Hanna Quinlivan and Xueqi Wang in Skyfire.
Hanna Quinlivan and Xueqi Wang in Skyfire.

Directed by: Simon West
Starring: Hanna Quinlivan, Xueqi Wang, Jason Isaacs
Skyfire on IMDb

If you’re in the mood for some hot steaming lava action, you can certainly do worse than the Chinese-produced volcano film Skyfire (original title Tian Huo). Directed by Con Air helmer Simon West, this one is fast and furious and checks all the genre’s boxes. (Well, ok, there’s no pet to be rescued. But apart from that.)

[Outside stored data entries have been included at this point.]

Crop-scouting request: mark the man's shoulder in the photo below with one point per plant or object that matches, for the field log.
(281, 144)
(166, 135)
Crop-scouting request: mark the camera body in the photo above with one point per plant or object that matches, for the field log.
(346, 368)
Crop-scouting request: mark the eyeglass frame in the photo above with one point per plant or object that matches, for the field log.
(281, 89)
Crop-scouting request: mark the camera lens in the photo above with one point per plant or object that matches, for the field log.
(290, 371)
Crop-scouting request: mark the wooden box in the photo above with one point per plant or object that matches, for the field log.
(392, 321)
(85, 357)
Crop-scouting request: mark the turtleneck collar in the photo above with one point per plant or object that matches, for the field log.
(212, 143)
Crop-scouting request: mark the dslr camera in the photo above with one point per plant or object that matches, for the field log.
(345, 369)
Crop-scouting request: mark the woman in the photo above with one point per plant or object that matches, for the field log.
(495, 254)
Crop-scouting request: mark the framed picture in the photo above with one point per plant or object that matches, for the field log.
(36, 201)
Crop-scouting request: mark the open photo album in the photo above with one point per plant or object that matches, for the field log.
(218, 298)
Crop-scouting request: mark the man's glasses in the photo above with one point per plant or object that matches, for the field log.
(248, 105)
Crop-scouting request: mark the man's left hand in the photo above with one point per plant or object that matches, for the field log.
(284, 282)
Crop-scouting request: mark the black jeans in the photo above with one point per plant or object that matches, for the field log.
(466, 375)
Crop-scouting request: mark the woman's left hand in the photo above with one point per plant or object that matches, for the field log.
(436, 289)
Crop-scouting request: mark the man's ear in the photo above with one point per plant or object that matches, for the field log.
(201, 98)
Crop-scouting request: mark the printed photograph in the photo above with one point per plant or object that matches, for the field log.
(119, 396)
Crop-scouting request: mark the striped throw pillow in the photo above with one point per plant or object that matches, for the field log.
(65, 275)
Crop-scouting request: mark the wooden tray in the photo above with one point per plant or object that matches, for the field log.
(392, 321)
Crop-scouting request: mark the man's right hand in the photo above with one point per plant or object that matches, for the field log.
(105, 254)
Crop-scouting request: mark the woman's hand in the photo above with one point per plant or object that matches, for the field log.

The plot is straightforward enough: A businessman, Harris (played by Jason Isaacs), has come up with the brilliant idea to build a theme park on a volcano (the titular island of Tian Huo). Xiao Meng (Hanna Quinlivan) is a driven geologist, working to set up a monitoring system that can warn if the volcano shows signs of waking up. This system was originally designed by her mother, who died in Tian Huo’s last eruption, so the whole thing is very personal for Xiao Meng. Unsurprisingly, the volcano starts rumbling just as potential investors sip champagne down in the crater. Xiao Meng and her father (Xueqi Wang) team up to try and save both the tourists on the island – and their strained relationship.

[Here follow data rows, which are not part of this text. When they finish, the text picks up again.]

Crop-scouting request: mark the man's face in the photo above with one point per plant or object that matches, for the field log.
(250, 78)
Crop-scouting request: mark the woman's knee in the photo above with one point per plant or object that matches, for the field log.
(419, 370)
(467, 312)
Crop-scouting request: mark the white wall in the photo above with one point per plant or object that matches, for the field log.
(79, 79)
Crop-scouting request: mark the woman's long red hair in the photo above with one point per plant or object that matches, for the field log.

Where some disaster movies spend a lot of time establishing characters and building a plot, this one goes straight for the action. Xiao Meng’s mother is killed in a violent eruption four minutes in. Director West gets the necessary exposition over and done with quickly and efficiently. We’re all here for fiery fun anyway.

The father-daughter relationship is quite clichéd, and the characters are all very lightly sketched. That’s fine here, there is not much need for real depth. Skyfire does make use of genre tropes like the obsessed scientist that no one listens to, and the business person/politician that refuses to heed any warnings, but it doesn’t labor the point. Even the supposedly bad guy, Harris, isn’t all that unsympathetic. The main cast all acquit themselves well.

As for the action, it is frenzied, over the top, and quite entertaining. We get vicious rains of flaming volcano rocks, sudden eruptions of hot gas vaporizing hapless tourists, and massive pyroclastic flows. Highlights include our heroes trying to outrun a huge lava flow by reversing their truck at a high enough speed to jump a ravine – backwards! – and an out-of-control cable car ride down the mountainside.

Skyfire is a pretty well-produced movie. It looks really good, with some indoor-looking lighting in outdoor shots as very minor flaws for the nitpicky. The CGI is nice overall.

So, to sum up: An unpretentious, entertaining, slick, and suitably silly disaster flick, clocking in at a comparably trim 97 minutes. Worth a watch.